How Braintrust leverages Diamond
For Braintrust, usability is key. AI code review is only valuable if developers can trust it and integrate it seamlessly into their workflows. “Diamond felt like the first product that met a certain level of usability criteria. Diamond now runs on all of our PRs and serves as a really good additional layer of review. It’s particularly useful in enforcing a baseline quality of code and detecting subtle bugs that are hard to find and test,” says Ankur.
As Braintrust scaled, Graphite became central to their code review process.
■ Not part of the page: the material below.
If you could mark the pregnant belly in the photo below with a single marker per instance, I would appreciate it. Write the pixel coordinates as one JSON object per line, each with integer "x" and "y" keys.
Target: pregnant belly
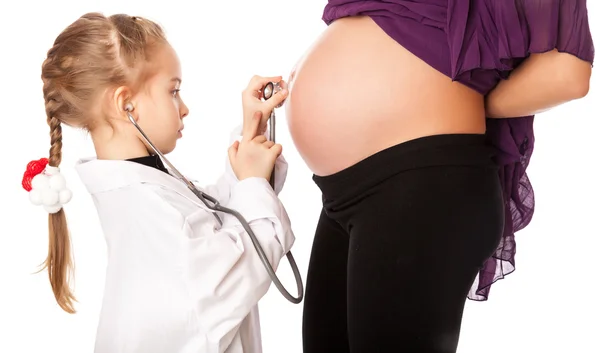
{"x": 356, "y": 91}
With Graphite and Diamond, the team was able to:
Onboard users with a low learning curve.
Accelerate code reviews by making them more structured.
Increase velocity without sacrificing code quality.
With Graphite in place, developers could ship improvements to Braintrust’s observability platform faster and with greater confidence, without lowering their standards for rigor and quality.
Braintrust accepts nearly two-thirds (63%) of Diamond’s code review suggestions.
Diamond also changed the way Braintrust engineers approached reviews. “Diamond allows you to treat more code reviews as if they were the most important code review in the world,” Ankur explains. “Diamond now reads through PRs, pulling out all the fine-print details that are usually the most tedious to review.” And because Braintrust’s documentation lives in the same repo as their product code, those reviews extend to docs as well, which helps the team improve important user-facing content alongside their software.
Building better tooling, together
This partnership is mutually reinforcing: while Braintrust gains value from AI code reviews, the Graphite team also benefits from Braintrust’s findings to help build evaluation datasets and criteria. “Sometimes I’ll go out of my way to find examples while using Diamond where it’s not doing what it should be doing,” says Ankur. “That helps the Graphite team build a repository of inputs for eval datasets, and it also helps them build intuition about what they should be evaluating in the first place.”
Evaluations help make Diamond more accurate and reliable. For example, after running evaluations with Braintrust, the Graphite team saw a 5% drop in negative rules generated through Diamond’s custom rules feature. As Ankur sums it up: “This is how tech companies are using each other to make each other better, but also build a better product for their user base.”
Conclusion
By offloading the tedious, detail-oriented checks to Diamond, Braintrust’s developers can spend more time focusing on customer-facing challenges around AI reliability, rather than getting bogged down in code review inefficiencies. At the same time, Graphite benefits from Braintrust’s real-world insights, creating a feedback loop where both products improve. The result is a partnership that reflects the best of the developer tools ecosystem: two companies working together to build better products for every team that relies on them.